Doubling the energy of an oscillating mass on a spring

[Turion]

Homework Statement

Attached.

Homework Equations

The Attempt at a Solution

From my calculations, option A is correct. What am I doing wrong? Also, I can't find a relationship between amplitude and energy.

{ KE }_{ max }=\frac { 1 }{ 2 } m{ { v }_{ max } }^{ 2 }\\ =\frac { 1 }{ 2 } m{ (rω) }^{ 2 }\\ =\frac { 1 }{ 2 } mr^{ 2 }{ ω }^{ 2 }\\ { { KE }'_{ max } }=\frac { 1 }{ 2 } mr^{ 2 }{ (\sqrt { 2 } ω })^{ 2 }\\ =m{ r }^{ 2 }{ ω }^{ 2 }\\ =2{ KE }_{ max }

 

[rock.freak667]

By conservation of mechanical energy during SHM,

KE + PE = constant.

Total energy = constant = ½kA²

Where A is the amplitude, so option A should be correct.

 

[Turion]

By conservation of mechanical energy during SHM,

KE + PE = constant.

Total energy = constant = ½kA²

Where A is the amplitude, so option A should be correct.

Option A doesn't involve amplitudes though. You mean option B?

 

[Turion]

Okay, I understand now how I increasing the amplitude by √2 doubles total energy. However, it seems that increasing angular frequency by √2 also doubles total energy, so are both option A and option B correct?

 

[BruceW]

yep. Nice work!

Edit: is the mark scheme saying that only B is correct? as you said, it looks like A and B are both true.

 

[Turion]

Arghh... I'm not sure how my physics professor missed that. Now I'm a little nervous that she might mark my correct answers as wrong for the final tomorrow.

Thanks for the help! :)

 

[rock.freak667]

Okay, I understand now how I increasing the amplitude by √2 doubles total energy. However, it seems that increasing angular frequency by √2 also doubles total energy, so are both option A and option B correct?

I meant option B, sorry.

In your equations, you used v=rω which is for circular motion. Your motion happens to be a mass oscillation.

 

[Turion]

In your equations, you used v=rω which is for circular motion. Your motion happens to be a mass oscillation.

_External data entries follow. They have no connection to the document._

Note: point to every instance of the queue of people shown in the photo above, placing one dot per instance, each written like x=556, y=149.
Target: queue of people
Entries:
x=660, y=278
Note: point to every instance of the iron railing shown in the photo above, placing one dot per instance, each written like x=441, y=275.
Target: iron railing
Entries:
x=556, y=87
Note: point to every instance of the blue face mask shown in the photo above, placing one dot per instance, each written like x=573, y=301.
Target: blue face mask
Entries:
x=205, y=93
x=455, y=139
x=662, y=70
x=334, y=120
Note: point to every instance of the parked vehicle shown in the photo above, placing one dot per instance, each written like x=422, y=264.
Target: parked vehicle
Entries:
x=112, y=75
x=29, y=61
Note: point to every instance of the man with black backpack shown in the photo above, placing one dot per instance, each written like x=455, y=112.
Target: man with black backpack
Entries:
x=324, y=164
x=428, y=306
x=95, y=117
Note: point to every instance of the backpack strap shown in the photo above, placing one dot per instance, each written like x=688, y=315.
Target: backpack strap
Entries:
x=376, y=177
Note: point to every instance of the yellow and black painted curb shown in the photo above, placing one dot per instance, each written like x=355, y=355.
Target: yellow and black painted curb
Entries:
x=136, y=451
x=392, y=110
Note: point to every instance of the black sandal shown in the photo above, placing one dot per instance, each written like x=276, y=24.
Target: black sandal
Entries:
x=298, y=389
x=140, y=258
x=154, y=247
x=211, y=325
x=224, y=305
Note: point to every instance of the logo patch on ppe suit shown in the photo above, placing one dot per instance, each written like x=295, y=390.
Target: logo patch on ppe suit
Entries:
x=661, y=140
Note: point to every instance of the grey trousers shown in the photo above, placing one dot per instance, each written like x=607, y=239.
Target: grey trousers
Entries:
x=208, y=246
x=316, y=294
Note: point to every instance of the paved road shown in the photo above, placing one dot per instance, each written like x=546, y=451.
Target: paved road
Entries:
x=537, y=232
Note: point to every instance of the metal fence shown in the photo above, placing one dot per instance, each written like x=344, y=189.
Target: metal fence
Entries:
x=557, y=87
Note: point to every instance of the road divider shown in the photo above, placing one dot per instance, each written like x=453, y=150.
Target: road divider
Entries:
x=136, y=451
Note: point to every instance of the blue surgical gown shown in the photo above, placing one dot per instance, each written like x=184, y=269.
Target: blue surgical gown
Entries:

Oh, I see. This is my fault for plugging and chugging. I have to understand what the equations mean.

So I can only use v=rω for circular motion (i.e. two-dimensional oscillations) only? It doesn't apply to one-dimensional oscillations?

 

[BruceW]

still, even for mass oscillation, the 'angular frequency' is defined by the equation:
\omega = \sqrt{\frac{k}{m}}
Even though it is not related to a circular motion. So I think A and B should both be correct.

Edit: but yeah, as rockfreak says, it is not circular motion, so the calculation should be a bit different.

 

[BruceW]

So I can only use v=rω for circular motion (i.e. two-dimensional oscillations) only? It doesn't apply to one-dimensional oscillations?

yeah. After all, the velocity in one-dimensional SHM should be varying, right?

 

[Turion]

yeah. After all, the velocity in one-dimensional SHM should be varying, right?

Yes, it does vary. But what does that have to do with it?

30 seconds of thinking...

Oh wow! Brilliant!

So the equation v=rω makes use of the fact that the magnitude of velocity in circular motion stays constant!

 

[BruceW]

yes, for uniform circular motion.

edit: I mean yes, for uniform circular motion the magnitude of velocity is constant, so the angular frequency is constant. (i.e. a parameter of the system).